Movie Star vs RAL 440-3
Where Movie Star belongs to Cloverdale Paint's range, RAL 440-3 is a RAL Effect color. Both sit in the pink-red family, which is useful context if you're narrowing within a single hue direction. Movie Star (LRV 15) reflects noticeably more light than RAL 440-3 (LRV 12), a difference of 3 points that becomes especially apparent in rooms with limited natural light. The ΔE 3.0 gap is real but not dramatic — close enough to use together, distinct enough to matter as a choice. Below you'll find 2 real-room photo comparisons where both colors appear side by side, plus 5 simulated room previews.
Movie Star vs RAL 440-3 in Real Spaces
2 real rooms side by side. Movie Star and RAL 440-3 are close enough that the difference can be hard to judge from a chip alone — these photos show how each reads at scale, across different spaces and lighting conditions.
Kitchen
In a kitchen, colors are seen under bright task lighting that amplifies undertones — what reads neutral elsewhere can show its hand here. The distinction reads clearly at room scale, making the choice between them concrete.
Bathroom
Bathrooms are one of the few spaces where you're genuinely enclosed by the paint color, which makes the choice between these two more consequential. The distinction reads clearly at room scale, making the choice between them concrete.
Color Details
Movie Star vs RAL 440-3 Simulated Comparison
5 simulated room previews — drag the slider on each to see Movie Star on one side and RAL 440-3 on the other.
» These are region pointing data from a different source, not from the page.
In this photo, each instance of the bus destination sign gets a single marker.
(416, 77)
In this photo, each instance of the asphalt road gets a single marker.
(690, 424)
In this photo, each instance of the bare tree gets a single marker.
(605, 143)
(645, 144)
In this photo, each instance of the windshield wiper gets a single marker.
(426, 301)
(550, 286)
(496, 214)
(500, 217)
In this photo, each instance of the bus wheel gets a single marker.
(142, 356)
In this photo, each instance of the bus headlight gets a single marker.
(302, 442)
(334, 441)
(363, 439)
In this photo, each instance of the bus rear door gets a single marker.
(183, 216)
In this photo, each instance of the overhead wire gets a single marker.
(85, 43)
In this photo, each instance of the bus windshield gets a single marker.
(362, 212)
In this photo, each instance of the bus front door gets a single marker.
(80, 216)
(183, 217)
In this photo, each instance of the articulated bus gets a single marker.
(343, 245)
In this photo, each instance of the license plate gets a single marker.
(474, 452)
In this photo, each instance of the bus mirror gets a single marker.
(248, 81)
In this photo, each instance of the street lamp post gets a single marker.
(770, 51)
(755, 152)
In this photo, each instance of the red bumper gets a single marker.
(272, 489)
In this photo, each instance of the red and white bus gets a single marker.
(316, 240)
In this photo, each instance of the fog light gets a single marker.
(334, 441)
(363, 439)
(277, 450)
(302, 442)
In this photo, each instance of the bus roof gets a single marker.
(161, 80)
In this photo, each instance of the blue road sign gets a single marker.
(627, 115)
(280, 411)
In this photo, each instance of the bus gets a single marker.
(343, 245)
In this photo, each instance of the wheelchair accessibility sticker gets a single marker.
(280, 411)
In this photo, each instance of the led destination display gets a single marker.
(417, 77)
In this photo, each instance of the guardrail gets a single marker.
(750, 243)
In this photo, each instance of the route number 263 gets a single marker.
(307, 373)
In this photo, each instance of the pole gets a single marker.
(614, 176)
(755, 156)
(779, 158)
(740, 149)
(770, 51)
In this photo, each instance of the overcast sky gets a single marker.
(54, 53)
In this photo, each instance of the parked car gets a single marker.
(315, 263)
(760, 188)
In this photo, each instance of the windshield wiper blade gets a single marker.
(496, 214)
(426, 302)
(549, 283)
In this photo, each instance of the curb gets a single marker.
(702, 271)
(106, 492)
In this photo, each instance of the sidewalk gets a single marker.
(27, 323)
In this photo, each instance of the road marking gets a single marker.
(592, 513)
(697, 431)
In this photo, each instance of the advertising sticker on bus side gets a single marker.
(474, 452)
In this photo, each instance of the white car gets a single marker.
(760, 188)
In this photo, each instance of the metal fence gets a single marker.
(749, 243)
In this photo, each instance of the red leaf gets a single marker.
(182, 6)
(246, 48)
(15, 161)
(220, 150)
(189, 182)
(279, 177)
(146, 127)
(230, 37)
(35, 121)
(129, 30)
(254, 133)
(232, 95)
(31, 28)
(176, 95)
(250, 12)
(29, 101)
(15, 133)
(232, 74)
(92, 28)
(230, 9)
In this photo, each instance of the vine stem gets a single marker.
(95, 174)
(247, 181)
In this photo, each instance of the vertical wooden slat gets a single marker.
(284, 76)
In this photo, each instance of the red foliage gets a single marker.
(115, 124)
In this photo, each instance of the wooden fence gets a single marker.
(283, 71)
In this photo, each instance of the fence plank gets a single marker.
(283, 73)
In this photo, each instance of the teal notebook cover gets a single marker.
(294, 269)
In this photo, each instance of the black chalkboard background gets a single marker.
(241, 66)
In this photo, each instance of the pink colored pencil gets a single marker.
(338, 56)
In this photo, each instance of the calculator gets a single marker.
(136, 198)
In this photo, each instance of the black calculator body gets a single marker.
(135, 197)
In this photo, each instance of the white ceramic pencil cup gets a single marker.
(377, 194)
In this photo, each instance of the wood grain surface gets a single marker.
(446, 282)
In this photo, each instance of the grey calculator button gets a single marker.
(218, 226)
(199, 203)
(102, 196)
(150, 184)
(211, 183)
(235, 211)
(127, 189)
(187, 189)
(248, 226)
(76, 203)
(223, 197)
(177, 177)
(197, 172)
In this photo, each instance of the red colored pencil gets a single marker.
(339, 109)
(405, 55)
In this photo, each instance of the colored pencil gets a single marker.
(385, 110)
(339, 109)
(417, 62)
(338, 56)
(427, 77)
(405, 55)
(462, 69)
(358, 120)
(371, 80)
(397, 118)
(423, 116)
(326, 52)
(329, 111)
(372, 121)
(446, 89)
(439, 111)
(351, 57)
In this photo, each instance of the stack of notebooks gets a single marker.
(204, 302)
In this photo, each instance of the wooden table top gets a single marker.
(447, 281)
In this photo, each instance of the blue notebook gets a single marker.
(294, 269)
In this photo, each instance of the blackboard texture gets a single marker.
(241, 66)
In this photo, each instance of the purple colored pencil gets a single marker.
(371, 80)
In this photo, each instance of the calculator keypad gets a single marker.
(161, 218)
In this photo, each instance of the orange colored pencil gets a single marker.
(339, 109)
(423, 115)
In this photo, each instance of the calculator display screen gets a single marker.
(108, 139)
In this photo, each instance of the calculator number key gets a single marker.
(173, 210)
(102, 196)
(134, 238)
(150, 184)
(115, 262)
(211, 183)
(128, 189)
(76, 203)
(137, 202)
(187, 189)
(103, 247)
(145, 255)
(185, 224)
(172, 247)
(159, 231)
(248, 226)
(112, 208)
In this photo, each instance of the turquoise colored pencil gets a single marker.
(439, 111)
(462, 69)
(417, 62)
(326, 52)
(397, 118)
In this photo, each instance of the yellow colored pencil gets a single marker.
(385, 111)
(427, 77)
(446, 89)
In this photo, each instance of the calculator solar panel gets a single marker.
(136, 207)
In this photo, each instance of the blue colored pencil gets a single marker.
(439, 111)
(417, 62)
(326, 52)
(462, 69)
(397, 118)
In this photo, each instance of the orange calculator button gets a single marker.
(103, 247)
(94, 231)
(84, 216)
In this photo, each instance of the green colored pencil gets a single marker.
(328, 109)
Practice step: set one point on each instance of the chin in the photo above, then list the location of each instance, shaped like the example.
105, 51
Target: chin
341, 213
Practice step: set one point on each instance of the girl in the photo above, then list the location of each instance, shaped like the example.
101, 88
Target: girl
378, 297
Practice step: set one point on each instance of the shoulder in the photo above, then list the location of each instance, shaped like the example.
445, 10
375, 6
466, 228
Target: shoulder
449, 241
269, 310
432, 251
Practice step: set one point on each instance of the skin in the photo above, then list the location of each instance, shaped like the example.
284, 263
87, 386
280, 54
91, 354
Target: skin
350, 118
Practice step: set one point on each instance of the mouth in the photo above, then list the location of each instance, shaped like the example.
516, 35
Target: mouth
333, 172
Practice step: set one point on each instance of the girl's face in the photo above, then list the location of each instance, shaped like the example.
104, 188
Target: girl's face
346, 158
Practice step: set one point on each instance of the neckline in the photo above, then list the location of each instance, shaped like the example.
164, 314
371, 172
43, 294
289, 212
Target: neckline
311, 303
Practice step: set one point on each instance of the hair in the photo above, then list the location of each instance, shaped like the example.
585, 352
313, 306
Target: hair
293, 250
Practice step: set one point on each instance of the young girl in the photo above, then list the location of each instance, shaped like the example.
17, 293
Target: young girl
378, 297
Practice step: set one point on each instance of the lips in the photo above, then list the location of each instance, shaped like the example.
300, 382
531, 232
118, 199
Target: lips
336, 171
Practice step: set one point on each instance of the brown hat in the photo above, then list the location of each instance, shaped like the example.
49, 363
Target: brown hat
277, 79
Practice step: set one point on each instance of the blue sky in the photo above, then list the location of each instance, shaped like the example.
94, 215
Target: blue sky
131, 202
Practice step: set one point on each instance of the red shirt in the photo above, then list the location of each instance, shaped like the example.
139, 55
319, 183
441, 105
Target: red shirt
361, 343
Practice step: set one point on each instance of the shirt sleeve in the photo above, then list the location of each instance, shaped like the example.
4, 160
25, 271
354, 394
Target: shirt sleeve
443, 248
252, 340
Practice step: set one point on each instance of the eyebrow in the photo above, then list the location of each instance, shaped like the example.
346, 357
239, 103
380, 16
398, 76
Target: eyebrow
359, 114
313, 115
Digital color is approximate. These simulations are generated from the manufacturer's hex values and overlaid on grayscale room photos — your screen's calibration, brightness, and viewing angle all affect how they render. Before committing to either color, test physical samples in your own space under the light you actually live with.
More Movie Star comparisons
See how Movie Star stacks up against other well-photographed colors across different brands and tones.